A "PRÉ-SESTA"
- Lilian Rocha
- 17 de nov. de 2017
- 3 min de leitura
Minha mãe era a pessoa de sono mais fácil que já conheci. Dormia à toa, com motivo ou sem motivo, e não se aborrecia quando alguém a acordava para atender algum telefonema ou receber uma visita. Pelo contrário, não gostava quando a gente dizia que ela estava dormindo, era sempre pra chamá-la. - Mãe, a senhora estava dormindo, fiquei com pena de acordar. - Que bobagem! Eu acordo e depois durmo de novo.- dizia ela.
E era assim mesmo. Dormir, pra ela, era a melhor coisa do mundo!

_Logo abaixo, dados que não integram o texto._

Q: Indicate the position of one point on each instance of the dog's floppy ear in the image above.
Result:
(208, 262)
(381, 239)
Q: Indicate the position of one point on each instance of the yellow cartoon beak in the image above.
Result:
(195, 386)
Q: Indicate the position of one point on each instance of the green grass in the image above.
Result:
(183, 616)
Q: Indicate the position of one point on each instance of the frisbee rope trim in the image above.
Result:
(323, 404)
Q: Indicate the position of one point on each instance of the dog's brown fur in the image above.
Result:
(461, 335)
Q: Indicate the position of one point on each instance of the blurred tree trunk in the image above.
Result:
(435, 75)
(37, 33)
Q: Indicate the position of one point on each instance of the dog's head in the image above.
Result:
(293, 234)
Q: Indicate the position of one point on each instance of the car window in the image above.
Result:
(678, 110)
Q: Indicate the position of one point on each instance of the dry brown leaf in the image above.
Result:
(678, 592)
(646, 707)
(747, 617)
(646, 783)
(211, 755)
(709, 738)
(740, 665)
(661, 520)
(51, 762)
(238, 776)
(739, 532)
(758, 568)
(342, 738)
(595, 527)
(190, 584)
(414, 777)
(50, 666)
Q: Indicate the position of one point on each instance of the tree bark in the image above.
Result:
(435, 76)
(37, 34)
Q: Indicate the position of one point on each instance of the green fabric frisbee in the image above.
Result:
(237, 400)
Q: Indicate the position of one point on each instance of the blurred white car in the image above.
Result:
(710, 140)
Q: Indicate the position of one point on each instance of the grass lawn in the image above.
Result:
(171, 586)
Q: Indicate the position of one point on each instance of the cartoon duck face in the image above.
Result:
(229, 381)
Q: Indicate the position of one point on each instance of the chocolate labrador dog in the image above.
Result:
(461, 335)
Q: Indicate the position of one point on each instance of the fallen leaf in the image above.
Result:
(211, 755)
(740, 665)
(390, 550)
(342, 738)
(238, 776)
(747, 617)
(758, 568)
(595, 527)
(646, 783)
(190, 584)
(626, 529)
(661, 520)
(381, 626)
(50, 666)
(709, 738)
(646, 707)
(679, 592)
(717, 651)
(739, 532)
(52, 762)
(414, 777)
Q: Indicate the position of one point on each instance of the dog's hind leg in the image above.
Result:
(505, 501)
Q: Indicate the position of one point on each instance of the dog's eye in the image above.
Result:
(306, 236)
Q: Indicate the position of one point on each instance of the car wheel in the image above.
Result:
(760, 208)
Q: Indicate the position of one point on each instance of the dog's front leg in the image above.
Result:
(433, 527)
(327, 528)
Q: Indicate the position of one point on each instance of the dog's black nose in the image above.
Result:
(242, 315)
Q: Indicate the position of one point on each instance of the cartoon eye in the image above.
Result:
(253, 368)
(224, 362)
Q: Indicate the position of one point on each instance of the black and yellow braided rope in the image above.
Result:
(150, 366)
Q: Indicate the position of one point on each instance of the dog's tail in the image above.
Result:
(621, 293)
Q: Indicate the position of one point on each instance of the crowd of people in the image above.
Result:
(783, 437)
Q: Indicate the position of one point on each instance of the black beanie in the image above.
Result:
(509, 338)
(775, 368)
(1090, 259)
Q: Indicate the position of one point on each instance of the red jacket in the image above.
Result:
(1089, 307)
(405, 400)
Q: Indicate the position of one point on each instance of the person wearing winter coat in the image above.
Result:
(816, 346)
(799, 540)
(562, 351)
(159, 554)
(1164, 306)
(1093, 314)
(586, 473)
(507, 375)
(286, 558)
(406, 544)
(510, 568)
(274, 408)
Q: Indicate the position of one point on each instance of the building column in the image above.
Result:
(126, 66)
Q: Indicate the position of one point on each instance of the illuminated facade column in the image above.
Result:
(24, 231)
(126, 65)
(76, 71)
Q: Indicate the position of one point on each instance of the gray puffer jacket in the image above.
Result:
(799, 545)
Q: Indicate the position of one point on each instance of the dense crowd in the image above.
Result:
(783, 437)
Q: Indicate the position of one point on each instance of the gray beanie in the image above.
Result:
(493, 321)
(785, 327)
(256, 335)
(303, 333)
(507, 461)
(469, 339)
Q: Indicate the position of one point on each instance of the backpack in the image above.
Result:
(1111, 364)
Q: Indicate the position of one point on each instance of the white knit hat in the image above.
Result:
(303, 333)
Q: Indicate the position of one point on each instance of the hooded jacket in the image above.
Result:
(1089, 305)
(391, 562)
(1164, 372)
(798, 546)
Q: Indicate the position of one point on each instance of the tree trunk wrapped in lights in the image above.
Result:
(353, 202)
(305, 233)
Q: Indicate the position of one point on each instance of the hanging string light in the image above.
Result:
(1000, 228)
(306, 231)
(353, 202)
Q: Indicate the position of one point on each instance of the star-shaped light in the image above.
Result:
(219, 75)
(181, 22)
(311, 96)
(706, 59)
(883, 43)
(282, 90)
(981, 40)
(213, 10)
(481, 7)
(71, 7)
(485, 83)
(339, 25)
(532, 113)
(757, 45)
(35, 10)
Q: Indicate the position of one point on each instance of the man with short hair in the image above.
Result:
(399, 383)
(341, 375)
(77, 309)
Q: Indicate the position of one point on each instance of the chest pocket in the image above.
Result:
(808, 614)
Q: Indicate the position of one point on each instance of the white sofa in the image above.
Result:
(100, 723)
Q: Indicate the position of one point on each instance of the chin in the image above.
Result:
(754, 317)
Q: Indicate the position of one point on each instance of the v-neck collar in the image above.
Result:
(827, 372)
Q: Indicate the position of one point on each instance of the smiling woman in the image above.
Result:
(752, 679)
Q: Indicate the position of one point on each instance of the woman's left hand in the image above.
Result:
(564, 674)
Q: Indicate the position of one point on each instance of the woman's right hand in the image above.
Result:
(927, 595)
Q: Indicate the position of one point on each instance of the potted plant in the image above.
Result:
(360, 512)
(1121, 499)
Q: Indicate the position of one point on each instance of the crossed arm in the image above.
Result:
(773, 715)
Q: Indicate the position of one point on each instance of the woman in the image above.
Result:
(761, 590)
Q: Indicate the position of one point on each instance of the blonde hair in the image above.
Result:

E alguns sonos dela tinham até nome! Pela manhã, ao acordar, ela comia uns pedacinhos de mamão ainda na cama. Depois, se cobria toda de novo e caía no sono outra vez. Era "o sono do mamão". Depois do café, ela se deitava no sofá da sala pra ler o jornal. Lá pelas 11h, o jornal já estava cobrindo suas pernas e ela mergulhada em sono profundo. Era a "pré-sesta". E depois do sacrifício do almoço - a refeição mais penosa pra ela - vinha a sesta, é claro, uma hora sagrada!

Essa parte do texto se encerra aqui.